Fort Worth Star Telegram: John Mellencamp At McFarlin Auditorium Show Review
Like an ember in his soul, anger has always spurred John Mellencamp forward.
He acknowledged as much Saturday night, near the end of his tight two-hour set at Southern Methodist University’s McFarlin Auditorium: “I must’ve been 25 when I wrote this song, and I still feel the same way now as I did then,” he shouted during an instrumental break in Authority Song.
The near-capacity crowd roared its approval — they were shouting back the lyrics with the gusto of a bloodthirsty mob — and in doing so, validated his decades of furious, Midwestern rock and roll.
That anger — over not getting the girl, not getting the job, not getting any younger — has taken different forms as the 63-year-old Mellencamp has aged, dropping the Cougar from his name and becoming enamored, as do many rockers of a certain vintage, with the blues and folk idioms they gleefully violate on the way up.
He found sensual fury in his cover of Robert Johnson’s Stones in My Passway.
He favored a baroque, almost Tom Waits-ian brand of disenchantment during The Full Catastrophe.
Even the raw-nerved opener, Lawless Times, from his most recent LP, Plain Spoken, was fueled by a frustrated resignation about life in the 21st century: “You’d better lock your door/Even when you’re at home.”
What is most fascinating about this gradual transition from angry young man to weary elder statesman is that it more or less happened in plain sight.
The hit singles petered out around the turn of the century, which allowed him to pour himself into other pursuits, such as painting, acting, political activism and writing.
In 2008, he hooked up with Fort Worth-bred producer T Bone Burnett, a union which spawned a trio of albums, including Spoken, rich with a bare-bones folk-rock sound. (The strains of Woody Guthrie could be heard over the PA before the lights went down Saturday.)
This reconnection with the raw material of his early years — the jangle of Jack & Diane or Paper in Fire is nothing if not proto-folk-rock — makes for a remarkably cohesive evening.

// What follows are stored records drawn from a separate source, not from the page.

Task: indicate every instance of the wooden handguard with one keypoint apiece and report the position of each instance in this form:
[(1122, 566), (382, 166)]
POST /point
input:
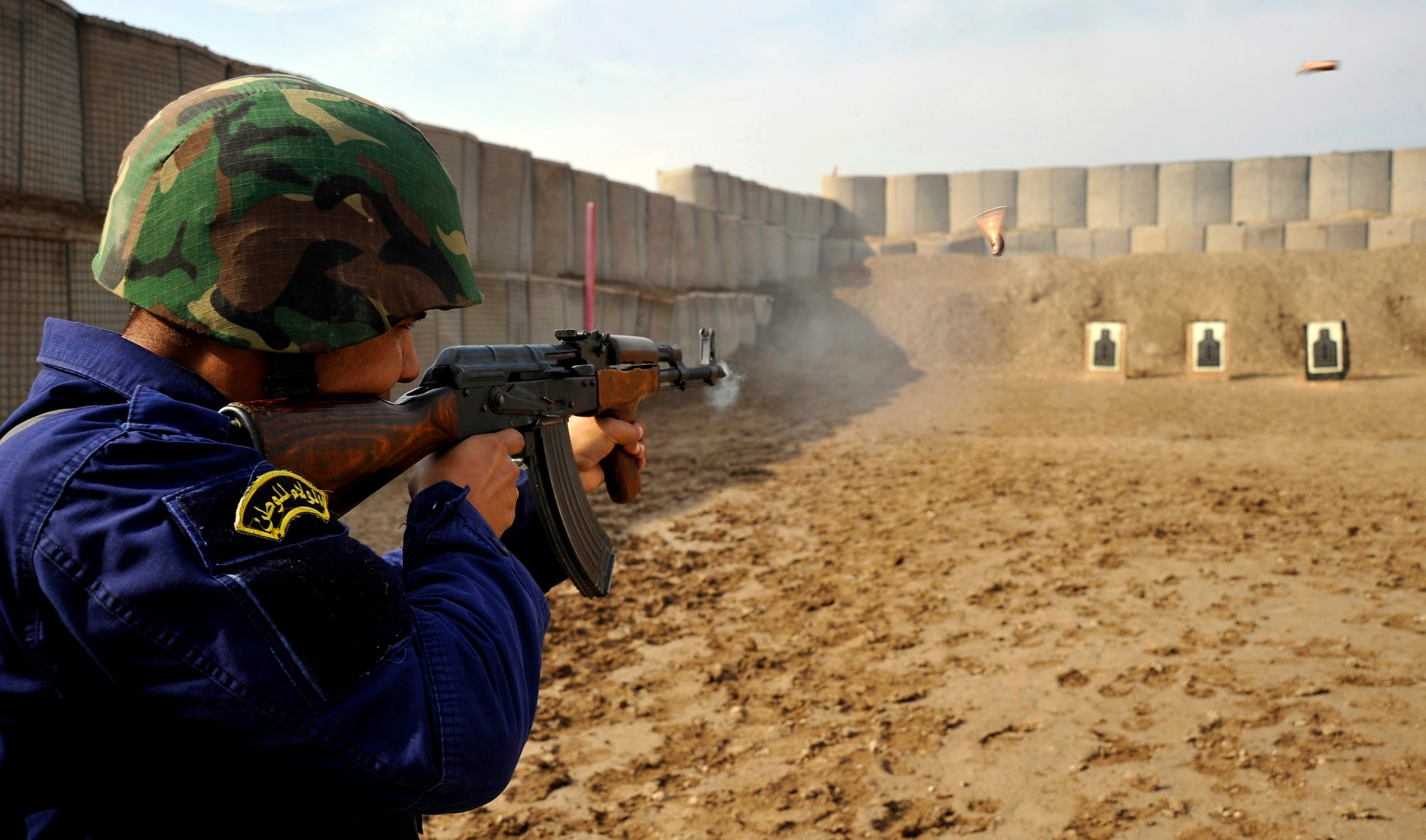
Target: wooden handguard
[(350, 447), (620, 397)]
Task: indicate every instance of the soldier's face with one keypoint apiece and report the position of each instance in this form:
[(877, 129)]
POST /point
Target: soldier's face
[(373, 367)]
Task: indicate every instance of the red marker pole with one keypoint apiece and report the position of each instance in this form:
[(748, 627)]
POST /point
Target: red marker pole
[(590, 267)]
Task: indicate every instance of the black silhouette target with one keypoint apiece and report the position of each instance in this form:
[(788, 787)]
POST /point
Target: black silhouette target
[(1209, 347), (1325, 349), (1104, 346)]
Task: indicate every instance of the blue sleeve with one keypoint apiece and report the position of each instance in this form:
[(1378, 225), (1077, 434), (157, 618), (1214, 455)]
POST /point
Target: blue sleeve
[(527, 541), (400, 688)]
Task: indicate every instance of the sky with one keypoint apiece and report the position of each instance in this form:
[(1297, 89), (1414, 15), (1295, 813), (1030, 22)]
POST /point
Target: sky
[(785, 91)]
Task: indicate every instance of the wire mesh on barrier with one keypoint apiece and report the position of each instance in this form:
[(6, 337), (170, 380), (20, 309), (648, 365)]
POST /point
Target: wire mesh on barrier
[(34, 287), (49, 158)]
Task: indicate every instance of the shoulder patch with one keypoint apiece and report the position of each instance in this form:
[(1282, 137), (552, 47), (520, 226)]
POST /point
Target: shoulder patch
[(275, 500)]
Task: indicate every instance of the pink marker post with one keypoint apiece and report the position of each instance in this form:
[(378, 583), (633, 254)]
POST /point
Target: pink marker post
[(590, 267)]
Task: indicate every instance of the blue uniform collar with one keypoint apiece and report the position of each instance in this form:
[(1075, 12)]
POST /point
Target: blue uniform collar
[(122, 366)]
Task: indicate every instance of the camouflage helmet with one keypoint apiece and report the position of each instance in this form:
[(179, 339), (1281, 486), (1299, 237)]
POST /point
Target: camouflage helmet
[(279, 215)]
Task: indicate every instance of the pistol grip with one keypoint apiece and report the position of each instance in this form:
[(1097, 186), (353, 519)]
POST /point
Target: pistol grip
[(621, 468), (622, 476)]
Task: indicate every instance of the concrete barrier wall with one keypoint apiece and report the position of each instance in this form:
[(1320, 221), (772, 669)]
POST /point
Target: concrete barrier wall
[(778, 208), (973, 193), (863, 200), (691, 186), (1169, 240), (1122, 196), (711, 250), (506, 212), (1221, 239), (1052, 199), (1092, 243), (554, 222), (1196, 193), (1270, 189), (1390, 233), (775, 253), (804, 256), (1410, 182), (731, 250), (688, 263), (628, 226), (918, 205), (1350, 183), (660, 249), (1348, 235), (752, 273)]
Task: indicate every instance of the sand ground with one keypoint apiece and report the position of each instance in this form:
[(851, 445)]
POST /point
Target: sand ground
[(872, 600)]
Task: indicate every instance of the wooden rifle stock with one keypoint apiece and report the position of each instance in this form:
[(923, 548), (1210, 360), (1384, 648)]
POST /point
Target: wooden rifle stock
[(350, 447), (620, 397)]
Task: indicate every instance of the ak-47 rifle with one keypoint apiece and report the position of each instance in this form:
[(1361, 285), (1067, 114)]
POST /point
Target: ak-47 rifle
[(353, 447)]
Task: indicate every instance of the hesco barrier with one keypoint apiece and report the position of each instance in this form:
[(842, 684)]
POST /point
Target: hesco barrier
[(75, 91), (46, 279)]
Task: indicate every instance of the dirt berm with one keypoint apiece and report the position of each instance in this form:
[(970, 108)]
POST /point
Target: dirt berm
[(922, 580)]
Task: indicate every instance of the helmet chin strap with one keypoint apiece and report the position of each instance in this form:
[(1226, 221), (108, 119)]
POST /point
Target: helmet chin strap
[(292, 376)]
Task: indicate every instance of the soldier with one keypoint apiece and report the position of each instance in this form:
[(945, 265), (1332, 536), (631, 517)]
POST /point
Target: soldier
[(166, 670)]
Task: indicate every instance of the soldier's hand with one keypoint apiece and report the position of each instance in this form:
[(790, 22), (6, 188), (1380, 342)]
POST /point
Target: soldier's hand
[(484, 464), (593, 439)]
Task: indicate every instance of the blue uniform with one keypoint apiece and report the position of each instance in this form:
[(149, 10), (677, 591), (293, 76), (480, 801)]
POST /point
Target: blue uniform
[(163, 672)]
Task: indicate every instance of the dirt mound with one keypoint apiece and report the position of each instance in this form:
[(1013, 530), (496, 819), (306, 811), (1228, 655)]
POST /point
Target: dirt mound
[(1026, 316)]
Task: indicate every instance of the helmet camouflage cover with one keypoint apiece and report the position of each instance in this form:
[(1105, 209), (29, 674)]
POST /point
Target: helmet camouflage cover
[(275, 213)]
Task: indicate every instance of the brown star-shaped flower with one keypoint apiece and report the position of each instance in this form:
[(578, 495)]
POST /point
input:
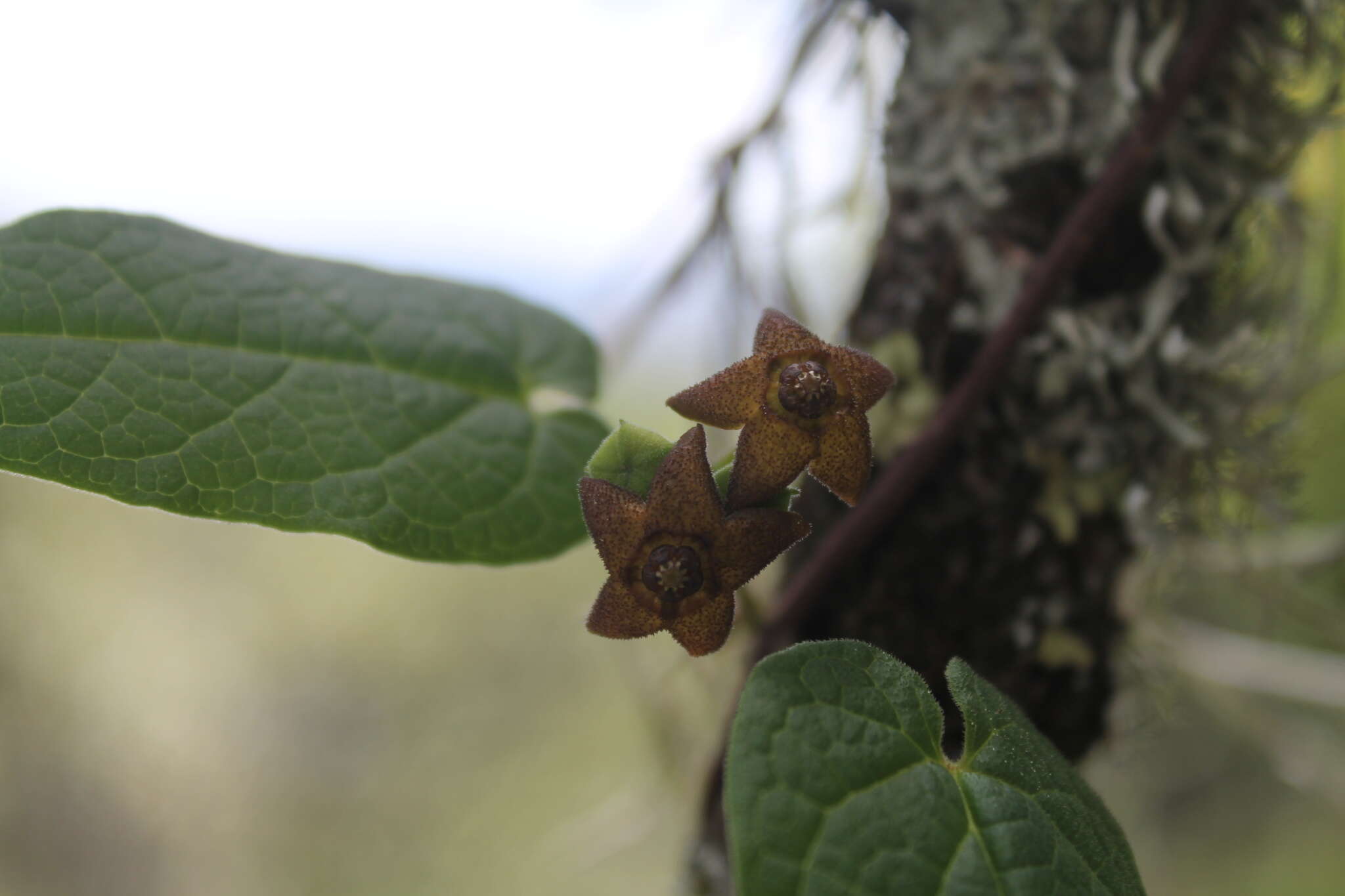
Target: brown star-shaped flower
[(676, 558), (801, 402)]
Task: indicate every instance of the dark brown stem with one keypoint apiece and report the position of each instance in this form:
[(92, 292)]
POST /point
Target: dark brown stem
[(884, 500)]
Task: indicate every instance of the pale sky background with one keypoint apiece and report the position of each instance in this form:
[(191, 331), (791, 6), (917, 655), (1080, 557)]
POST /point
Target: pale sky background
[(557, 150)]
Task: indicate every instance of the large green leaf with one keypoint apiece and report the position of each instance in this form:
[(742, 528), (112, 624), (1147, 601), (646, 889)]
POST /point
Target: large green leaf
[(837, 784), (164, 367)]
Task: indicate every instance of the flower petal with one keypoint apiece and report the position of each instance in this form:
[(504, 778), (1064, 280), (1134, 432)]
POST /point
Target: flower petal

Backed by a dynamite six-piece band, with the grace notes of violin, accordion and harmonica slipped in between bass, guitar and drums, Mellencamp’s sandpaper snarl — one of rock’s most strangled and beloved voices — wrapped itself around, as he put it, “songs you know, songs you don’t know, songs you can sing along with.”
Those indelible songs, sparked to life by that undying anger, have built up a catalog that now compliments itself.
Midway through the show, Mellencamp spoke of his late grandmother’s wisdom before starting Longest Days, a melancholy tune ( “So you pretend not to notice/That everything has changed/Way that you look and the friends you once had/So you keep on acting the same”) he deftly followed with Jack & Diane ( “Oh yeah/Life goes on/Long after the thrill of living is gone”).
There it was, in the space of just two songs: The pique Mellencamp once externalized so forcefully has become a pitched, internal struggle.
Watching an artist work through it in real time was something to see, baby.